I did well then, but always thought, “I should have invested more!”  Now those circumstances have come together and I am investing in them again.

The circumstances that created fortunes 30 years ago were an overvalued US market (compared to global markets) and an overvalued US dollar.  The two conditions are in place again!

30 years ago, the US dollar rose along with Wall Street.  Profits came quickly over three years.  Then the dollar dropped like a stone, by 51%  in just two years.  A repeat of this pattern is growing and could create up to 50% extra profit if we start using strong dollars to accumulate good value stock market ETFs in other currencies.

This is the most exciting opportunity I have seen since we started sending our reports on international investing ideas more than three decades ago.  The trends are so clear that I have created a short, but powerful report “Three Currency Patterns for 50% Profits or More.”   This report shows how to earn an extra 50% from currency shifts with even small investments.  I kept the report short and simple, but included links to 153 pages of  Good Value Stock Market research and Asset Allocation Analysis.

The report shows 20 good value investments and a really powerful tactic that shows the most effective and least expensive way to accumulate these bargains in large or even very small amounts (less than $5,000).  There is extra profit potential of at least 50% so the report is worth a lot.

This report sells for $29.95 but in this special offer, you receive the report, “Three Currency Patterns for 50% Profits or More” FREE when you subscribe to Pi.

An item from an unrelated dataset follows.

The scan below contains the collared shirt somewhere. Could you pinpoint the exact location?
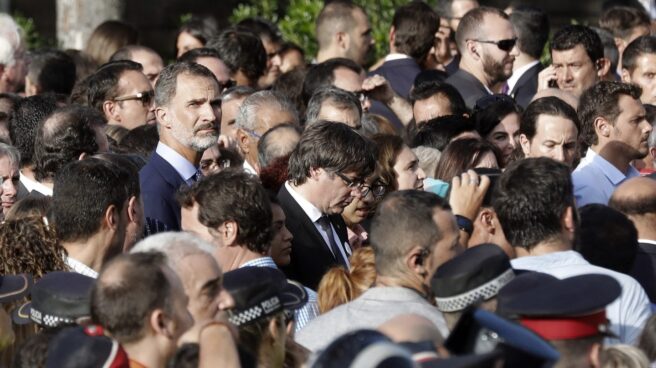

Plus get the $39.95 report “The Silver Dip 2019” free.

With investors watching global stock markets bounce up and down, many missed two really important profit generating events over the last two years.  The price of silver dipped below $14 an ounce as did shares of the iShares Silver ETF (SLV).   The second event is that the silver gold ratio hit 80, compared to a ratio of 230 only two years before.

In September 2015, I prepared a special report “Silver Dip 2015” about a silver speculation, leveraged with a British pound loan, that could increase the returns in a safe portfolio by as much as eight times.  The tactics described in that report generated 62.48% profit in just nine months.

I have updated this report and added how to use the Silver Dip Strategy with platinum.   The “Silver Dip 2019” report shares the latest in a series of long term lessons gained through 40 years of speculating and investing in precious metals.  I released the 2015 report, when the gold silver ratio slipped to 80.  The ratio has corrected and that profit has been taken and now a new precious metals dip has emerged.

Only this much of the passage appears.